A classical Data Science problem is to identify outliers, meaning anomalous behaviours or unexpected high or low values. These unusual values should always be analyzed, they could mean errors in the test data (to be corrected or removed from the data), they could occur naturally or they could actually be the target of an analysis. Typical applications for those analysis are e.g.
fraud detection , in which a company wants to detect misuses of their products,
fault detection, in which quality or security problems can be identified, but also
monitoring of server and computer landscapes in order to reduce or even avoid downtimes. In these problems, the challenge is to identifying the outliers. Characteristics of such problems are, that there are only few negativ examples, but large sets of positive examples.
There are several approaches to adress this kind of challenges. Apart from the a recommended visual analysis there are a lot of algorithms that adress this problem:
A simple algorithm called
Interquartile Range Algorithm calculates the Interqartile Range (IQR or also called midspread) on a set of values to find anomalous data points. It splits the number of values into 4 (equal) parts and takes the three borders between them as variables $Q_1$, $Q_2$ and $Q_3$ (ascending).
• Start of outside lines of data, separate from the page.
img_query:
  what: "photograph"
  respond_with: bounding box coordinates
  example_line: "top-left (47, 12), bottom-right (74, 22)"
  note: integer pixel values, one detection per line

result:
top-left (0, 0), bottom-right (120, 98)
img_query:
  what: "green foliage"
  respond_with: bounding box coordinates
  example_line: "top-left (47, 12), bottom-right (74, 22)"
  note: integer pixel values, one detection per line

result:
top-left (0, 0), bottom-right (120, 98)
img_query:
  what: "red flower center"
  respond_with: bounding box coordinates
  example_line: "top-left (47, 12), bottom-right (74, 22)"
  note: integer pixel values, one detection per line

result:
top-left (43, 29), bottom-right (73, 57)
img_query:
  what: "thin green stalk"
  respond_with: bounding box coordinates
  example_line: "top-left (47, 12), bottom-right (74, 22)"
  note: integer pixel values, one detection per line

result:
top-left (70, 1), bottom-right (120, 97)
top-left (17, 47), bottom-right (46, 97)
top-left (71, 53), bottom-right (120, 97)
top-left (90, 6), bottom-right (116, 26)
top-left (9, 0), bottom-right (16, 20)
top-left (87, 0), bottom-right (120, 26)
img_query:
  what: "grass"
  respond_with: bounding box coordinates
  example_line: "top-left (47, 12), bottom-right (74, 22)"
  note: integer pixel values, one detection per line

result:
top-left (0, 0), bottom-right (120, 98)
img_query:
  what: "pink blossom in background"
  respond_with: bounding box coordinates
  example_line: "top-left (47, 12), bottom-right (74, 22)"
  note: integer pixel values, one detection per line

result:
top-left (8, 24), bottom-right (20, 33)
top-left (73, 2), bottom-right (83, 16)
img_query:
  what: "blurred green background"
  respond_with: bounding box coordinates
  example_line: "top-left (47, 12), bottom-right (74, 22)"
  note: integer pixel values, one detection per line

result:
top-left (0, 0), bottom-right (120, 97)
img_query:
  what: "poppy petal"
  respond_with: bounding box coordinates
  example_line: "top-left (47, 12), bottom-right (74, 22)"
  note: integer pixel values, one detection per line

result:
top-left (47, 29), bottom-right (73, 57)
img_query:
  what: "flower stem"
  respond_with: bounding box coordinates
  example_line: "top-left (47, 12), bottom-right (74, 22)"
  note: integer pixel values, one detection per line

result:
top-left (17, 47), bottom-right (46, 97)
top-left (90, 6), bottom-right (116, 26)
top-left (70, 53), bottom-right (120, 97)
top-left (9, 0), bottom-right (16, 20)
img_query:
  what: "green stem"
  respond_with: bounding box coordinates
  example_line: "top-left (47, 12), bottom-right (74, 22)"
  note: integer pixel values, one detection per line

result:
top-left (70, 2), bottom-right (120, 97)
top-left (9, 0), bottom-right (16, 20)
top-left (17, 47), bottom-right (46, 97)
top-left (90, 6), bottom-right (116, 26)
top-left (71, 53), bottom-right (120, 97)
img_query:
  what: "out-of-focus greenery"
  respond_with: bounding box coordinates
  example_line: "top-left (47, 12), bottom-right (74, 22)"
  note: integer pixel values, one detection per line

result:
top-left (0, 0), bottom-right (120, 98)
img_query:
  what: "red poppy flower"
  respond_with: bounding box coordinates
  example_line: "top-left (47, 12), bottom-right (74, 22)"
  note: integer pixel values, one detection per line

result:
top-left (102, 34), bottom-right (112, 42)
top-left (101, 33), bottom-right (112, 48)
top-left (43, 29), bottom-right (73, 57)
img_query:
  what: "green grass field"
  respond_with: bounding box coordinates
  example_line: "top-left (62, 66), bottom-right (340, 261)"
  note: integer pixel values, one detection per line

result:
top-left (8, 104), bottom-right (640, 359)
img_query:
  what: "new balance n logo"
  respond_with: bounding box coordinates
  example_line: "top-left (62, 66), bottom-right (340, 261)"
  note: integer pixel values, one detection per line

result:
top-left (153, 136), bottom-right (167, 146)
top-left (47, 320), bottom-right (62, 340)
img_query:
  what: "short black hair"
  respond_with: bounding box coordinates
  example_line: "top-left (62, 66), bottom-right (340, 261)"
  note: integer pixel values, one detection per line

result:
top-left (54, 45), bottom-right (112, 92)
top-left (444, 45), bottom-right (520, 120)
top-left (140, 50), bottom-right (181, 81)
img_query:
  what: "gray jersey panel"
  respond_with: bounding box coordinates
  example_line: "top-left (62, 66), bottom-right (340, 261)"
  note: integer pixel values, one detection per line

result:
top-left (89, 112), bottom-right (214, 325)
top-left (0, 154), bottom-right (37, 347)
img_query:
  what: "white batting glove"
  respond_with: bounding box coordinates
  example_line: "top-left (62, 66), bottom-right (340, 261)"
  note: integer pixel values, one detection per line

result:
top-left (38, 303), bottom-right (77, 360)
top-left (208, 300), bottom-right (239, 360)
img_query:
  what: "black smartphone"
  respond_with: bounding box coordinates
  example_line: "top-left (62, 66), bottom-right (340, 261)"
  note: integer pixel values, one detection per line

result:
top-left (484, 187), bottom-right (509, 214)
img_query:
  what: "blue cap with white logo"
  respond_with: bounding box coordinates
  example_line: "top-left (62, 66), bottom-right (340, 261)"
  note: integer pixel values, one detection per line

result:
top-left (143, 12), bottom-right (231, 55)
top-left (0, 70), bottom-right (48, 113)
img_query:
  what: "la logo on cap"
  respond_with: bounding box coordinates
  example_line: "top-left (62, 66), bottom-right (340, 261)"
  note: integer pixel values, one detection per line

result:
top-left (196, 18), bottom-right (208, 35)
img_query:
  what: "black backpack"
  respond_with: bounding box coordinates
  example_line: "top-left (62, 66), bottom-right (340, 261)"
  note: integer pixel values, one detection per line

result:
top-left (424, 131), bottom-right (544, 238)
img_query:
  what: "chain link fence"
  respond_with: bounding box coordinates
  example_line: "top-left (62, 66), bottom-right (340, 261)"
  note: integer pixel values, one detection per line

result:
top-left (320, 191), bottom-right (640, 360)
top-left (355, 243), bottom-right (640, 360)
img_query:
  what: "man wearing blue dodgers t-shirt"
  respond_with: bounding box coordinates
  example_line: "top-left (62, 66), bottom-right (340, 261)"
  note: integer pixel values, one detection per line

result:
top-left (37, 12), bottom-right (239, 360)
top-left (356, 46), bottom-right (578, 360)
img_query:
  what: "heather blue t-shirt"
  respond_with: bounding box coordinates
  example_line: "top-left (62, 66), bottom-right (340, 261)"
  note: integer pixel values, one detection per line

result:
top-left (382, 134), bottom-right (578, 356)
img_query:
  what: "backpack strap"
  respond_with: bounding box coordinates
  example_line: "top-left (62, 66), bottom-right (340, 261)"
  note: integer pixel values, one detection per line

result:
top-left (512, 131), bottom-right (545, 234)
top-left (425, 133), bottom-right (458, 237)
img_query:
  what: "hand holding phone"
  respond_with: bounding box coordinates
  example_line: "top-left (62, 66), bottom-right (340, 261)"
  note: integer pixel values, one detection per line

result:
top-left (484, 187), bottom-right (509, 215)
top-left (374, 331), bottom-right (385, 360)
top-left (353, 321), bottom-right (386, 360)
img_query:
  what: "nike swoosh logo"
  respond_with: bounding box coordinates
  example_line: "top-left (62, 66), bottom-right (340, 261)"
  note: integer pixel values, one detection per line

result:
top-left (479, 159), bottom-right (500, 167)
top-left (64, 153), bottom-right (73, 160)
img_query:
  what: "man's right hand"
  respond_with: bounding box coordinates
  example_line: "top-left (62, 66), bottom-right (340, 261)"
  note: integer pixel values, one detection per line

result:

The $IQR$ is then defined as
$IQR = Q_3-Q_1$.
Outliers can then be defined in different ways, e.g. via a definition of the american statist
John Wilder Tukey, there are two kinds of outliers:
-
suspected outliers that lie
$1.5 * IQR$ or more above $Q_3$ or below $Q_1$
-
outliers that lie
$3*IQR$ or more above $Q_3$ or below $Q_1$.
Visually they are represented by a so called "Boxplot", that is easy to understand:
The "whisker" represent the still accepted data sets, what lies outside is considered an outlier. The length is not symmetrical, it is defined by the smallest or largest values that are not yet considered an outlier. Suspected outliers are drawn in transparent circles, real outliers in filled circles.
So the middle 50% lie inside the box, the median is just another word for $Q2$.
But there are other definitions for outliers as well...
This is a simple algorithm that works on one-dimensional values. There are other algorithms that focus on distances to neigbours to find anomalous data points.
A more sophisticated approach is the following
anomaly detection algorithm using the Gaussian Distribution:
To adress the issue, the idea is to start choosing "normal" behaviour for all the features that might be indicators of anomalous examples. Use those normal examples as training data for an anomaly detection algorithm:
Assume that all the features $x_1, ... x_n$ are normally distributed (Gaussian), therefore the means $\mu_i$ and the variances $\sigma_i$ of all the features in the training data is needed.
For new examples use than $p(x) = \prod_{i=1}^n (p(x_i; \mu_i, \sigma_i))$ to calculate the probability to be "normal", choose a decision boundary $\epsilon$ (e.g. $\epsilon = 0,02$) and predict anomaly examples to be the the ones with $p(x) <= \epsilon$. Here $$p(x; \mu, \sigma) = \frac{1}{\sqrt{(2\pi\sigma)}} \exp(-\frac{(x-\mu)}{2\sigma^2})$$ is the Gaussian Distribution for an $n$-dimensional value $x$ under the means $\mu = \frac{1}{m}\sum_{i = 1}^{m}x^{(i)}$ and standard deviation $\sigma = \frac{1}{m}\sum_{i = 1}^{m}(x^{(i)}-\mu)^2$.
How to choose $\epsilon$?
You can use the cross validation set which should also hold examples of anomalies to find an appropriate value. Please also make sure, that you have anomalies left for your test data.
How to measure the algorithm?
As we work here with skewed classes (there are much more positive than negative examples), accuracy is not the right way to measure the quality of the algorithm. Instead use the number of True/False Positives/Negatives or other statistical values like Precision, Recall or the $F_1$-Score.
How to come up with features:
If anomaly is not clearly distinguishable from the normal examples, try to find a new property that in compination with the existing features distinguish the normal and the anomalous examples. Start features that take on very small or very large values.
A generalization of the Gaussean Distribution Algorithm is the
Multiple Gaussian Distribution Algorithm. As the upper mentioned algorithm usually yields to concentric acceptance areas (which is usually not wanted), they cannot not detect all anomalies sufficiently well. Here multiple Gaussian distribution is a useful tool to further improve the upper mentioned algorithm. However the price is paid with mor expensive calsulation:
$$p(x; \mu, \sigma) = \frac{1}{(2\pi)^{n/2}|\Sigma|^{(1/2)}} * \exp(-\frac{1}{2} \frac{(x-\mu)^T }{\Sigma^{-1} (x-\mu)} )$$ where $|\Sigma|$ is the determinante of the matrix $\Sigma$
Here the acceptance areas depend on the values of the covariant matrix $\Sigma$ and are in general not concentric and not axis aligned.